Vous êtes un parmi quelques uns, vingt, trente, cinquante peut-être. Vous choisissez un point de l’espace sinueux qui vous attire et vous voilà assis par terre ou sur un petit tas ou encore allongé. Un doux sentiment de bien être s’ébroue dans ce cocon mouvant bordé de lumières douces et réceptacle d’indices, de lueurs, de bruissements.
Une voix, venue de loin, se fait entendre, à peine. « Qui pleure là, sinon le vent simple, à cette heure/Seule, avec diamants extrêmes ?...Mais qui pleure, / Si proche de moi-même au moment de pleurer? » chuinte-t-elle en alexandrins dans un murmure que l’on dirait un rien craintif à l’orée du balbutiement. La voix se rapproche, s’affirme doucement. Cet amas de tissus enchevêtrés qui semble s’éveiller, elle ? Oui. La jeune Parque. Par reptations, torsades et levées, se dessine sous les voiles, un corps de jeune femme .
« Et quel frémissement d’une feuille effacée/ persiste parmi nous, îles de mon sein nu », dira , pour finir, la femme au visage enveloppé de voiles couleur de thé, de terre dont on a tôt fait de rêver du visage faute de le voir, avant de pressentir qu’il s’agit de celui de Julie Delille. Elle, la jeune Parque ? Elle, oui. « Je suis seule avec vous, tremblante, ayant quitté/ Ma couche ; et sur l’écueil mordu par la merveille, j’interroge mon cœur... »
Paul Valéry n’avait plus publié de livres depuis vingt ans. Il y revient en 1917 dans le fracas de la guerre avec La jeune Parque en se conformant « aux règles les plus strictes de la poétique dite classique ». Il écrira ainsi une centaine de brouillons pour constituer un « train » de 512 alexandrins, constituant La jeune Parque, poème « qui passe pur l’un des plus obscurs de la langue française » écrit Valéry lui-même, non sans canaillerie.
Dans une lettre à Aimé Lafont, en septembre 1922, il s’en expliquera: « ce poème est l’enfant d’une contradiction. C’est une rêverie qui peut avoir toutes les ruptures, les reprises et le surprises d’une rêverie. Mais c’est une rêverie dont le personnage en même temps que l’objet est la conscience consciente. Figurez-vous que l’on s’éveille au milieu de la nuit, et que toute la vie se revivre et se parle à soi-même. ..Sensualité, souvenirs, paysages, émotions,sentiment de son corps, profondeur de la mémoire et et lumières ou cieux revus, etc...Cette trame qui n’a ni commencement ni fin, mais des nœuds, j’en ai fait un monologue (..) ». Comment mieux dire ?
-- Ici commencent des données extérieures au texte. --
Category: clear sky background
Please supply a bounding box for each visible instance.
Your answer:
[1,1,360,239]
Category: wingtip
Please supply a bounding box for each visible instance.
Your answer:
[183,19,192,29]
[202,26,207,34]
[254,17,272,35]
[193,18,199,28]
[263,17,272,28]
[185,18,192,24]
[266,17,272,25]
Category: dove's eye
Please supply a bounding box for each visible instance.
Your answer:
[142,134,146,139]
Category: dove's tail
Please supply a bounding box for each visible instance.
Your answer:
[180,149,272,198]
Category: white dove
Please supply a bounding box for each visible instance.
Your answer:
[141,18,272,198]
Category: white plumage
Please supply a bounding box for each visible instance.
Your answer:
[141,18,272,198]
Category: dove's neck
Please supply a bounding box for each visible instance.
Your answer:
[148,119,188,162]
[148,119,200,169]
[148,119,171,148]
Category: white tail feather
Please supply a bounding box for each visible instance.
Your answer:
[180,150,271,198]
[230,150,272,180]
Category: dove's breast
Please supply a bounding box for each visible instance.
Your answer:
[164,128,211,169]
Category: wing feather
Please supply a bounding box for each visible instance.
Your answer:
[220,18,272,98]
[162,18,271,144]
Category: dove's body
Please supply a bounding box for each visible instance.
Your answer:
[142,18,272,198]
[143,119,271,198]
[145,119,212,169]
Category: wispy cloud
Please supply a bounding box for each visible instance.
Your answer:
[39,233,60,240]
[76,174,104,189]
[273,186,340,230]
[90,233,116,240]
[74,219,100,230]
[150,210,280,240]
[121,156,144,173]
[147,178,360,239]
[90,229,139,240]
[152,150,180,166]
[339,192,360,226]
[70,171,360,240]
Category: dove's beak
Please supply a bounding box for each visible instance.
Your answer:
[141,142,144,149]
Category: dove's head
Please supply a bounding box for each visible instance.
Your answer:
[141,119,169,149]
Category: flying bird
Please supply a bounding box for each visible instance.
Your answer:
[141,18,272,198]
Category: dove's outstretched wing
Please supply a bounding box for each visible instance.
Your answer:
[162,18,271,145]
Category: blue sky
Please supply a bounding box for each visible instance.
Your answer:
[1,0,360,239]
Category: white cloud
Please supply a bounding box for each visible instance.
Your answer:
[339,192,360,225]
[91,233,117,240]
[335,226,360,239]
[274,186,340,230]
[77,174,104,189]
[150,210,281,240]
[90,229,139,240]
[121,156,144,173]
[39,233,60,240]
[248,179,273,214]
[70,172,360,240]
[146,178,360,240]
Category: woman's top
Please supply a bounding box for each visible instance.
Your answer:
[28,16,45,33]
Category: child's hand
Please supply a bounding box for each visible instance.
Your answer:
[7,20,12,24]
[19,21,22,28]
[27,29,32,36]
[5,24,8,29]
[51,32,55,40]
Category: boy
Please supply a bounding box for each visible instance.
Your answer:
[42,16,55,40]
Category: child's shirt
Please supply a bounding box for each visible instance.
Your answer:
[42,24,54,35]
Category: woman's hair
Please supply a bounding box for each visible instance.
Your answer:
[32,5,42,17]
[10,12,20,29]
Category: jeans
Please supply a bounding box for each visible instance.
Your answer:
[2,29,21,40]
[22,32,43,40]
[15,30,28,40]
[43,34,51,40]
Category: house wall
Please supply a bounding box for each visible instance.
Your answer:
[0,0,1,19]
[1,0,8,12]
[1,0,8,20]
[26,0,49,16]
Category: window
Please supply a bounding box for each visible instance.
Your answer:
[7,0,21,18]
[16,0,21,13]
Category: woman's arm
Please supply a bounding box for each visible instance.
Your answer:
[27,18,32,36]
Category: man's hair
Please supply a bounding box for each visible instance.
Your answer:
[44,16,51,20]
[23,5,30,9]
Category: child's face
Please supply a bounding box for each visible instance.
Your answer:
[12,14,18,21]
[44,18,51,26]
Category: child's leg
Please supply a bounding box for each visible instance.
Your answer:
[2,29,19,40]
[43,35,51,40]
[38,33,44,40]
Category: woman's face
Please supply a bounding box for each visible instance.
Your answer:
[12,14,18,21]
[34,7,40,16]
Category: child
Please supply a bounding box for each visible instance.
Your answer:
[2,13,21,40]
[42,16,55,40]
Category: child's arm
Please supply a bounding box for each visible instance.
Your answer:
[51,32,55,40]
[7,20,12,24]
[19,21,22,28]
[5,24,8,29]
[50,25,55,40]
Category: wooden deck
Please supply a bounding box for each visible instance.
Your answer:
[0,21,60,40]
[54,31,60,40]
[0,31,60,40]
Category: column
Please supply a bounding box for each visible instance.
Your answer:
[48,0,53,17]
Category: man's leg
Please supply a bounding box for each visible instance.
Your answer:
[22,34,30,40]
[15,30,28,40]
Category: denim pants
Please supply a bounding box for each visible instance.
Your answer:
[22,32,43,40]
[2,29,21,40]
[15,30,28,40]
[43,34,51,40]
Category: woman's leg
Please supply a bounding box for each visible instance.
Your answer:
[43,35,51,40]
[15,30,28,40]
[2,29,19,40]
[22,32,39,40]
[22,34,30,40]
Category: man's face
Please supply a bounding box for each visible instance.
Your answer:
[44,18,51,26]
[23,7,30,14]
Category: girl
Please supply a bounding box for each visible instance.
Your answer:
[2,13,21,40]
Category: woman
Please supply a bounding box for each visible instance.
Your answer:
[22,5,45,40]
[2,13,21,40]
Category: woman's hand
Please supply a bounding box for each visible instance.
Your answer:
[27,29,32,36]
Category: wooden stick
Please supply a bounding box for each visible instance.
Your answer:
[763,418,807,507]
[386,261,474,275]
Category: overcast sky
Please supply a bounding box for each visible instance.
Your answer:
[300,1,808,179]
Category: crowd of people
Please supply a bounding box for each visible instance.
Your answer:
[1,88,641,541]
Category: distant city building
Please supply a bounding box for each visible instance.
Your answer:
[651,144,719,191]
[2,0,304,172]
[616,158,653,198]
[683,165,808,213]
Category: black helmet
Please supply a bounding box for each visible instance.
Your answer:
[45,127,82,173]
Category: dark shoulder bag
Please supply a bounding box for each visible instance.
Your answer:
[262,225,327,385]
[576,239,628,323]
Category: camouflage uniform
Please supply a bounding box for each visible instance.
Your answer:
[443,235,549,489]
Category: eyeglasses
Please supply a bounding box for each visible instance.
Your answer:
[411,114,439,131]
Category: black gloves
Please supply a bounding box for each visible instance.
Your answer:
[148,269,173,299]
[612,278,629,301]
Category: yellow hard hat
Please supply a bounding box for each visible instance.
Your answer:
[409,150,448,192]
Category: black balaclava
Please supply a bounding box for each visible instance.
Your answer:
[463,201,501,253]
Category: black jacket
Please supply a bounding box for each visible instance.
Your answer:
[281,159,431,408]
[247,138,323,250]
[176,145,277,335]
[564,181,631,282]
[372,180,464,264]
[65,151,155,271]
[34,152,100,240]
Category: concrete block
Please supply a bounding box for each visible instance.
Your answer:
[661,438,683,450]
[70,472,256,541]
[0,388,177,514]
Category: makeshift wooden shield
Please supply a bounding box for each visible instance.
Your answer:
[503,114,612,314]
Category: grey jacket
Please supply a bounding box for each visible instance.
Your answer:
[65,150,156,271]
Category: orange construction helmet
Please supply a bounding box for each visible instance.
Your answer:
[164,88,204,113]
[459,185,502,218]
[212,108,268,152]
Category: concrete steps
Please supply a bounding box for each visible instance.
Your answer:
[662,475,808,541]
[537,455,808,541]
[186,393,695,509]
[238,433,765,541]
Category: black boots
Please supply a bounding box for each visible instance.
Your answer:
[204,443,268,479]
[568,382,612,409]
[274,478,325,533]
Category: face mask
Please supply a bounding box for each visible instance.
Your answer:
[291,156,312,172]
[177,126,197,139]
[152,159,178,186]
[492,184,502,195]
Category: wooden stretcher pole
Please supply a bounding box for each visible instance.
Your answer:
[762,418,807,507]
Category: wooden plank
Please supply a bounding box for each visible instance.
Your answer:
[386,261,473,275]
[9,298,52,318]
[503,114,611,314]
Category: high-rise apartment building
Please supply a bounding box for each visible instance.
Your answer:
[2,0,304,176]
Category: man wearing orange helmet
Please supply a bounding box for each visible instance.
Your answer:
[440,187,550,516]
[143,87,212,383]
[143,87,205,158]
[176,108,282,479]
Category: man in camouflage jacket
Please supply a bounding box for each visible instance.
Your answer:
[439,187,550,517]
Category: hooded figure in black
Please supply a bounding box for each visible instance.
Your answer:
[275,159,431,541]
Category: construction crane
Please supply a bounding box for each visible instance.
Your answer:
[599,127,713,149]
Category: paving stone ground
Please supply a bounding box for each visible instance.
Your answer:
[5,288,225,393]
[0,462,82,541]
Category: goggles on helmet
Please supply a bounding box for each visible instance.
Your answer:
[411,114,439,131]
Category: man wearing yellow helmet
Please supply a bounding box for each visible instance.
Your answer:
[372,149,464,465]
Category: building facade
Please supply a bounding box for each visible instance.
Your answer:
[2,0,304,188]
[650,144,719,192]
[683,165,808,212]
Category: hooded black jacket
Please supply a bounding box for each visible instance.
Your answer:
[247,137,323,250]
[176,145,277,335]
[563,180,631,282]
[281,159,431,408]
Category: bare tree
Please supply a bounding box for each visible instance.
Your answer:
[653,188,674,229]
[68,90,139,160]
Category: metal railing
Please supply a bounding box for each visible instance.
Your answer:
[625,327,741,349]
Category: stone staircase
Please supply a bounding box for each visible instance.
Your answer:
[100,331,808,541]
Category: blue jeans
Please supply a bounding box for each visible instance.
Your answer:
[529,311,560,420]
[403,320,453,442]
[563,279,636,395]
Julie Delille a découvert La jeune Parque et d’autres textes de Valéry il y a sept ans et l’envie, la nécessité de porter un jour cette parole à la scène ne l’a plus quittée. Son spectacle La jeune Parque advient alors que s’effectue, par ailleurs, un certain retour à Valéry, à la faveur de publications de textes inédits. Face à cette « œuvre essentielle » qu’est, pour elle, La jeune Parque, Julie Delille a voulu concevoir un objet artistique « à la dimension du trouble ressenti au contact du poème ». Pour cela, elle a fait appel à sa sœur Clémence (sortie de l’école du TNS) pour inventer un espace non conventionnel, une « coquille », en sorte que le spectateurs puissent se laisser surprendre « par la beauté fulgurante des images poétiques » où la vie et la mort ne cesse de se côtoyer au milieu de la Méditerranée. Julie a également fait appel au compositeur Julien Lepreux et à l’éclairagiste Elsa Revol. Tous composent l’atmosphère de La Jeune Parque à la fois douce, irréelle, sensuelle, poignante.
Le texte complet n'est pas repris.